5、\(\sqrt[3]{\dfrac{\sqrt 5-1}2-\left(\dfrac{\sqrt 5-1}{2}\right)^2}=\)_______.
6、\(1+\dfrac{1}{\sqrt 2}+\dfrac{1}{\sqrt 3}+\dfrac{1}{\sqrt 4}+\cdots+\dfrac{1}{\sqrt{100}}\)的整数部分为_______.
7、已知\(x=\sqrt[3] 9+\sqrt [3] 3+1\),则\(\left(\dfrac{2}{x}+1\right)^3=\)_______.
8、已知\(f(x)=\dfrac{1}{\sqrt[3]{(x+1)^2}+\sqrt[3]{x^2+x}+\sqrt[3]{x^2}}\),则\(f(1)+f(2)+f(3)+\cdots+f(511)=\)_______.
9、已知\(x-y=6\),\(\sqrt{x^2-xy}+\sqrt{xy-y^2}=9\),则\(\sqrt{x^2-xy}-\sqrt{xy-y^2}=\)_______.
10、\(\dfrac{x}{y+z}+\dfrac{y}{z+x}+\dfrac{z}{x+y}=1\),则\(\dfrac{x^2}{y+z}+\dfrac{y^2}{z+x}+\dfrac{z^2}{x+y}=\)_______.
11、已知\(abc=1\),且\[\begin{cases}\dfrac{by}{z}+\dfrac{cz}y=a,\\\dfrac{cz}{x}+\dfrac{ax}z=b,\\\dfrac{ax}y+\dfrac{by}x=c,\end{cases}\]则\(a^3+b^3+c^3=\)_______.
12、\(abc=1\),则\(\dfrac{a}{ab+a+1}+\dfrac{b}{bc+b+1}+\dfrac{c}{ca+c+1}=\)_______.

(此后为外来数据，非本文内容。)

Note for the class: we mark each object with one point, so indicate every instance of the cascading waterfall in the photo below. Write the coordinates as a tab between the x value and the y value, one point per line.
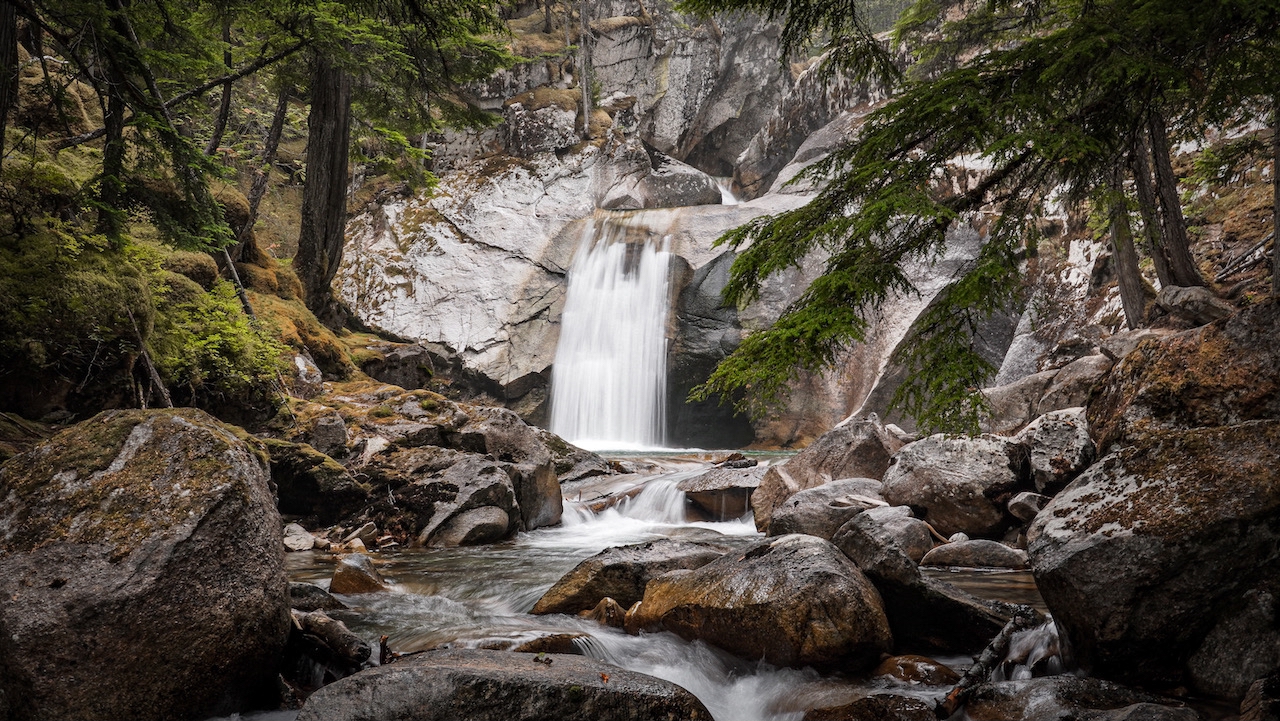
608	388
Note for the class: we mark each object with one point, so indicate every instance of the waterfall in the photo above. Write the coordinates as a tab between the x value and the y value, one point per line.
608	384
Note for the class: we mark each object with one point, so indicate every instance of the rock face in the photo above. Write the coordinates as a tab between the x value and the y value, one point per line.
1220	374
856	448
792	601
142	571
1162	551
961	484
496	685
622	574
823	509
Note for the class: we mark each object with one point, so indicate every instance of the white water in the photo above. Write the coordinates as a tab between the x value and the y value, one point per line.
608	386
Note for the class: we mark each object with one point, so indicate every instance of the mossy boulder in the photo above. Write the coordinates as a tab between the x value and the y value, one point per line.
1220	374
142	571
1160	561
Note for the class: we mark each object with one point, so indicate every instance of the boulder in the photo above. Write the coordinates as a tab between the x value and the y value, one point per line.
356	574
960	484
976	555
1220	374
823	509
1161	552
855	448
792	601
725	493
1196	304
497	685
622	574
1069	698
876	707
926	615
1060	447
142	571
1073	383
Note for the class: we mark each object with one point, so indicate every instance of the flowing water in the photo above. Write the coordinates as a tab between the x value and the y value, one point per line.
609	379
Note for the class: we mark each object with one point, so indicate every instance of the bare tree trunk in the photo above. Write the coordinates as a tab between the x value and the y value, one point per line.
1180	261
8	67
584	73
324	197
1150	215
1132	296
224	110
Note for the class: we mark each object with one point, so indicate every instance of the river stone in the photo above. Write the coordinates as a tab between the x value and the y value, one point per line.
926	615
822	510
1060	447
960	483
1153	553
855	448
723	492
142	571
876	707
1068	698
976	553
1220	374
356	574
497	685
1196	304
622	574
792	601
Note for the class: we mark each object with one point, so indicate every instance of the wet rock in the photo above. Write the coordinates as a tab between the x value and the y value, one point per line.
622	574
1161	551
855	448
917	670
1220	374
297	538
792	601
310	597
1027	505
960	483
1196	305
976	553
822	510
141	570
356	574
1060	447
876	707
725	493
1061	698
926	615
494	685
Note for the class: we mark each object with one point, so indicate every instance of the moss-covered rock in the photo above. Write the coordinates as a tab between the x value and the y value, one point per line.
142	571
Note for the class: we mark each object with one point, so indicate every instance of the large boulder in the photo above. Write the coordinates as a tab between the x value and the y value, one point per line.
855	448
498	685
823	509
1220	374
924	614
1160	561
622	574
142	571
960	483
792	601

13、已知\(a,b,c,d\)均不为\(0\),且互不相等,若\[a+\dfrac 1b=b+\dfrac 1c=c+\dfrac 1d=d+\dfrac 1a,\]则\(a^2b^2c^2d^2=\)_______.
参考答案
1、\(1\) 提示 将被除数中的\(-\dfrac{1}{2k}\)拆为\(\dfrac 1{2k}-\dfrac 1k\)即得.
2、\(2\) 提示 令原式值为\(x\),则解方程\(\sqrt{2+x}=x\)即得.
3、\(\dfrac{1}{353}\) 提示 \(x^4+4=\left(x^2+2\right)^2-(2x)^2=\left[(x-1)^2+1\right]\cdot\left[(x+1)^2+1\right]\).
4、\(\dfrac{5463}{967}\) 提示 \(x\otimes 3=9\).
5、\(\dfrac{\sqrt 5-1}{2}\) 提示 \(\dfrac{\sqrt 5-1}2\)是方程\(x^2+x-1=0\)的根,于是\(x^3+x^2-x=0\).
6、\(18\) 提示 \(\sqrt{n+1}-\sqrt{n}<\dfrac{1}{2\sqrt n}<\sqrt n-\sqrt{n-1}\).
7、\(3\) 提示 利用立方差公式.
8、\(7\) 提示 \(f(x)=\sqrt[3]{x+1}-\sqrt[3]{x}\).
9、\(4\) 提示 利用平方差公式.
10、\(0\) 提示 原式即\[\left(\dfrac{x}{y+z}+\dfrac{y}{z+x}+\dfrac{z}{x+y}\right)(x+y+z)-\cdots,\]而多出来的部分恰好为\(x+y+z\).
11、\(5\) 提示 三式相乘可整理得\[abc=\sum_{cyc}{a\left(\dfrac{by}z+\dfrac{cz}y\right)^2}-4abc.\]
12、\(1\) 提示 消元即可.
13、\(1\) 提示 \(a-b=\dfrac{c-b}{bc}\),轮换相乘即得.